A: Toybox is written in C. There are longer writeups of the design ideas and a code walkthrough, and the about page summarizes what we're trying to accomplish, but here's a quick start:
Toybox uses the standard three stage configure/make/install build, in this case "make defconfig; make; make install". Type "make help" to see available make targets.
The configure stage is copied from the Linux kernel (in the "kconfig" directory), and saves your selections in the file ".config" at the top level. The "defconfig" target selects the maximum sane configuration (enabling all the commands and features that aren't unfinished, only intended as examples, debug code, etc) and is probably what you want. You can use "make menuconfig" to manually select specific commands to include, through an interactive menu (cursor up and down, enter to descend into a sub-menu, space to select an entry, ? to see an entry's help text, esc to exit). The menuconfig help text is the same as the command's --help output.
The "make" stage creates a toybox binary (which is stripped, look in generated/unstripped for the debug versions), and "install" adds a bunch of symlinks to toybox under the various command names. Toybox determines which command to run based on the filename, or you can use the "toybox" name in which case the first argument is the command to run (ala "toybox ls -l"). You can also build individual commands as standalone executables, ala "make sed cat ls".
The main() function is in main.c at the top level, along with setup plumbing and selecting which command to run this time. The function toybox_main() implements the "toybox" multiplexer command.
The individual command implementations are under "toys", and are grouped into categories (mostly based on which standard they come from, posix, lsb, android...) The "pending" directory contains unfinished commands, and the "examples" directory contains examples. Commands in those two directories are _not_ selected by defconfig. (These days pending directory is mostly third party submissions that have not yet undergone proper code review.)

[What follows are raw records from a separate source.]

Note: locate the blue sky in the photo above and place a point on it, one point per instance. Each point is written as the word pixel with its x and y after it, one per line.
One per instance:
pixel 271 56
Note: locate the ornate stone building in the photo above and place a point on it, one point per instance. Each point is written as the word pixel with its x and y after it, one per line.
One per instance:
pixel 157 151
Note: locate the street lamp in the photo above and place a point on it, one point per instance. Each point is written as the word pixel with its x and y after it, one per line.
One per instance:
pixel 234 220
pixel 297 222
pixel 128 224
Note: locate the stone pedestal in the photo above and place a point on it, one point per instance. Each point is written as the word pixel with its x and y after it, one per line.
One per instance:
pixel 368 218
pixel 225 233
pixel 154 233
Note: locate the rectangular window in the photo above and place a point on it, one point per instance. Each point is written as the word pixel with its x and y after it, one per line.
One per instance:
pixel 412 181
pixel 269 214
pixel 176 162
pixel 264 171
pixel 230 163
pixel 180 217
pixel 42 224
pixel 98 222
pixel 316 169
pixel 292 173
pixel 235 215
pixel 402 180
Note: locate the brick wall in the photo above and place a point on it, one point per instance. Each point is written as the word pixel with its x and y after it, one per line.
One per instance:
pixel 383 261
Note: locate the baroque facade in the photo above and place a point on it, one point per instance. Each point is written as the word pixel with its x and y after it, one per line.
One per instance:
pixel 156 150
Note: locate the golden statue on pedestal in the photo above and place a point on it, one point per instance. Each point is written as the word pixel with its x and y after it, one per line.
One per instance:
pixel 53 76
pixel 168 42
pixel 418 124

Common infrastructure shared between commands is under "lib". Most commands call lib/args.c to parse their command line arguments before calling the command's own main() function, which uses the option string in the command's NEWTOY() macro. This is similar to the libc function getopt(), but more powerful, and is documented at the top of lib/args.c.
Most of the actual build/install infrastructure is shell scripts under "scripts". These populate the "generated" directory with headers created from other files, which are described in the code walkthrough. All the build's temporary files live under generated, including the .o files built from the .c files (in generated/obj). The "make clean" target deletes that directory. ("make distclean" also deletes your .config and deletes the kconfig binaries that process .config.)
Each command's file contains all the information for that command, so adding a command to toybox means adding a single file under "toys". Usually you start a new command by copying an existing command file to a new filename (toys/examples/hello.c, toys/examples/skeleton.c, toys/posix/cat.c, and toys/posix/true.c have all been used for this purpose) and then replacing all instances of its old name with the new name (which should match the new filename), and modifying the help text, argument string, and what the code does. You might have to "make distclean" before you new command shows up in defconfig or menuconfig.
The toybox test suite lives in the "tests" directory. From the top level you can "make tests" to test everything, or "make test_sed" test a single command's standalone version (which should behave identically) but that's why we test.